From left to right: Mike Little, the fourth-generation owner-operator of Briggs & Little, with his sons John and C.J., who work on the factory floor. (Heather Barrett/CBC)
Briggs & Little's knitting yarn is a bit scratchy and has a faint whiff of its barnyard origins.
But in today's $2.8-billion North American knitting market, both the yarn and the small Canadian company that makes it have proved to be surprisingly durable.
"Part of the appeal to our customers is that we're just real people like anyone else," said John Little, the recently retired, third-generation owner and operator of the family-run company.
Located in York Mills, N.B., the mill started in 1857 and changed ownership and names over the years. In 1916, the business became Briggs & Little Woolen Mills Ltd., making it Canada's oldest continuously-operating woollen mill and one of the few remaining woollen mills left in North America.
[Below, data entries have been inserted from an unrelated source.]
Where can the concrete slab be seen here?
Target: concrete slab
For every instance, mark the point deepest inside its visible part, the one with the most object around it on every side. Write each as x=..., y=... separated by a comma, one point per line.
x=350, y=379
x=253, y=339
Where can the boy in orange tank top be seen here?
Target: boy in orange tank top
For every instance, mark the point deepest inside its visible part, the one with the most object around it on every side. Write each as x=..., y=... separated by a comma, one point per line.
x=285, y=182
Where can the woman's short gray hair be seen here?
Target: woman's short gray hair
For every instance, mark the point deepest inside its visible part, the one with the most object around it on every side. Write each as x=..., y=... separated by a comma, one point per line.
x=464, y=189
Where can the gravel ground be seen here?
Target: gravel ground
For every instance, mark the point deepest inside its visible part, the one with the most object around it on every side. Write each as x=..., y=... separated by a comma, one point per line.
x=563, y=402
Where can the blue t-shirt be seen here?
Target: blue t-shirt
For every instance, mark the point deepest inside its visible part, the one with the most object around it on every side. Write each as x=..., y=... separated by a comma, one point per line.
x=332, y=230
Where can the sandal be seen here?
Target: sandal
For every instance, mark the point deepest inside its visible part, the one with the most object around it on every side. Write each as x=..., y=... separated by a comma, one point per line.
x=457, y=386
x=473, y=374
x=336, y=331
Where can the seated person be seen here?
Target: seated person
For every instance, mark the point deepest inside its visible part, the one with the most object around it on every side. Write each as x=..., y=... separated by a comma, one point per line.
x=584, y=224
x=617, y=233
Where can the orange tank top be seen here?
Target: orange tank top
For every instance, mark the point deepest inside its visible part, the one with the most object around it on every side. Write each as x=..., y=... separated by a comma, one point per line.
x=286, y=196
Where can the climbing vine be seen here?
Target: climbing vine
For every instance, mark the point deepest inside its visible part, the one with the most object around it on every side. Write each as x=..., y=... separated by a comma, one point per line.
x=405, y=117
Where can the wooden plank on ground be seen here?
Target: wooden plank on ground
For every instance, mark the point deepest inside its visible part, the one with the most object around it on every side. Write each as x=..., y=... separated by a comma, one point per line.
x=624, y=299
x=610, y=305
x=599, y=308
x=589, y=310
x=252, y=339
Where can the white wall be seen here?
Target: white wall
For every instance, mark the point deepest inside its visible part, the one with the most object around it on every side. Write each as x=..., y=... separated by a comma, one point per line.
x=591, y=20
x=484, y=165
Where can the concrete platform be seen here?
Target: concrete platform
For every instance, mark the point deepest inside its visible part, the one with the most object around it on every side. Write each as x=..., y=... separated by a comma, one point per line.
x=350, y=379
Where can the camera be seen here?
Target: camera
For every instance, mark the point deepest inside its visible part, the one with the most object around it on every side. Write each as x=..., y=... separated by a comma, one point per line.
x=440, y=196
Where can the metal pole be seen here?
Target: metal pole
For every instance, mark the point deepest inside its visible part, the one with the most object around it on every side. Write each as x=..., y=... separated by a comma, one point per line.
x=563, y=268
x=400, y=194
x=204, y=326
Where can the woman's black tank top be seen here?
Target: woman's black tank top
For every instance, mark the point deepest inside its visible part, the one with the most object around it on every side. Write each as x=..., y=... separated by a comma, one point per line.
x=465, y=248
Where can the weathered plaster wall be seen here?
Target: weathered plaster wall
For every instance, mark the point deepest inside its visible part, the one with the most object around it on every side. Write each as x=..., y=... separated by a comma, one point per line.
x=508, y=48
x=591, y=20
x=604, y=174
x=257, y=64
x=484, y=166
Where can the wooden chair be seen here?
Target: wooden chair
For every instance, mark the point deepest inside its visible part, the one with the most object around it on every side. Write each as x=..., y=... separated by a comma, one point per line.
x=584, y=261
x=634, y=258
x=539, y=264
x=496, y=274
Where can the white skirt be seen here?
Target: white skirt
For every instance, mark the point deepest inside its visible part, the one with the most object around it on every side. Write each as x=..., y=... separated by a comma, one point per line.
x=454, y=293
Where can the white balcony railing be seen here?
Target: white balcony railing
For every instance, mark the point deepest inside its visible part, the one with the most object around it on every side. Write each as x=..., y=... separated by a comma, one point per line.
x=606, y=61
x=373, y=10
The first thing you notice when you enter Briggs & Little's woollen mill is the smell of wet sheep.
"After a while you'll grow to really like it," laughed Mike Little, the mill's current owner-operator, and John's son. Mike is the fourth-generation Little to run the mill.
John Little, the third-generation owner-operator of Briggs & Little Woolen Mills Ltd., in front of the mill's world headquarters in York Mills, near Harvey Station, N.B. Pictured at right: Briggs & Little yarn ready to be shipped to customers. (Heather Barrett/CBC)
The mill takes freshly-shorn sheep's wool, most of it from Canadian Co-operative Wool Growers in Carleton Place, Ont., and the rest from individual farmers, and turns it into yarn in a rainbow of colours.